(Title Image: Which?)
Over the last few months, two backbench debates have taken place on leaseholds and unadopted roads – both resulting in AMs giving very strong views on the matter and backing calls for reform and greater regulation.
Hefin David AM (Lab, Caerphilly) has brought forward a proposal to introduce a new law on “the missing piece of the jigsaw”: the rights of freeholders who live on managed estates.
The Guardian describe it as “fleecehold” – residents who hold a freehold on their property but have to pay unaccountable and excessive estates management fees. Residents are “trapped” in these contracts, with very little oversight of the management companies which are often majority-owned and staffed by major housing developers.
Leaseholders have statutory rights when paying ground rent/service charges, but this doesn’t extend to freeholders.
Hefin proposes a law which would: give freeholders the right to challenge the “reasonableness” of service charges; prevent management companies from taking possession of a property for unpaid ground rent/service charges; ensure any changes to the law in England regulating estates management companies covers Wales too.
Suzy Davies AM (Con, South Wales West) believes rent charges are being used “creatively” on large housing estates where, as a result, there are chronic problems with unadopted roads and communal areas.

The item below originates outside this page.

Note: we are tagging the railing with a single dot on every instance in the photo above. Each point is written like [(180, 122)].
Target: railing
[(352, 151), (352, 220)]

Suzy described it as a “developer’s dream”: completely unregulated, no obligation to consult, no obligation to demand reasonable charges, no rights for rent-payers to either see documents or access a tribunal – it has to be done through the courts.
Bethan Sayed AM (Plaid, South Wales West) bemoaned the poor standard of new-build estates – which has already been discussed by AMs. The fact people could potentially lose their home over unpaid charges is “appalling” and it wasn’t right to ask people to pay twice for the upkeep of a property or neighbourhood (when they pay council tax too, despite their roads being unadopted).
Gareth Bennett AM (UKIP, South Wales Central) said it was a pity that all these issues relating to arbitrary property charges – leaseholds, unadopted roads and “fleeceholds” – couldn’t be wrapped up in a single piece of legislation, but it was correct that rights for freeholders are the same in Wales and England.
David Melding AM (Con, South Wales Central) said this was an area of law “screaming out for regulation or an update” as these sorts of practices were unheard of 10, 20 or 30 years ago. Research from Which? and the UK House of Commons suggests unnecessary service charges and excessive leaseholds could top £1.4billion. The “outrageous” business model housebuilders use where they develop entire housing estates that are unadoptable “has to stop”.
On behalf of the Welsh Government, Housing & Regeneration Minister, Rebecca Evans (Lab, Gower) told the chamber that while a number of measures were announced a few weeks ago in relation to leaseholders, it’s right the situation of freeholders was addressed too and their concerns tend to be similar.
There was no firm commitment to supporting a new law, but the Minister “won’t shy away” and is engaging with the Law Commission to look at property/residential law. Also, a task and finish group will be set up to advise her on what else can be done to professionalise and raise standards of conduct in the property and estates management sector.
In reply, Hefin raised the possibility that several AMs could submit the same Bill for selection in a future ballot to increase the chances of a law being brought forward.
While the Welsh Government abstained, Dawn Bowden AM (Lab, Merthyr Tydfil & Rhymney) was the sole objector; I’m assuming by accident.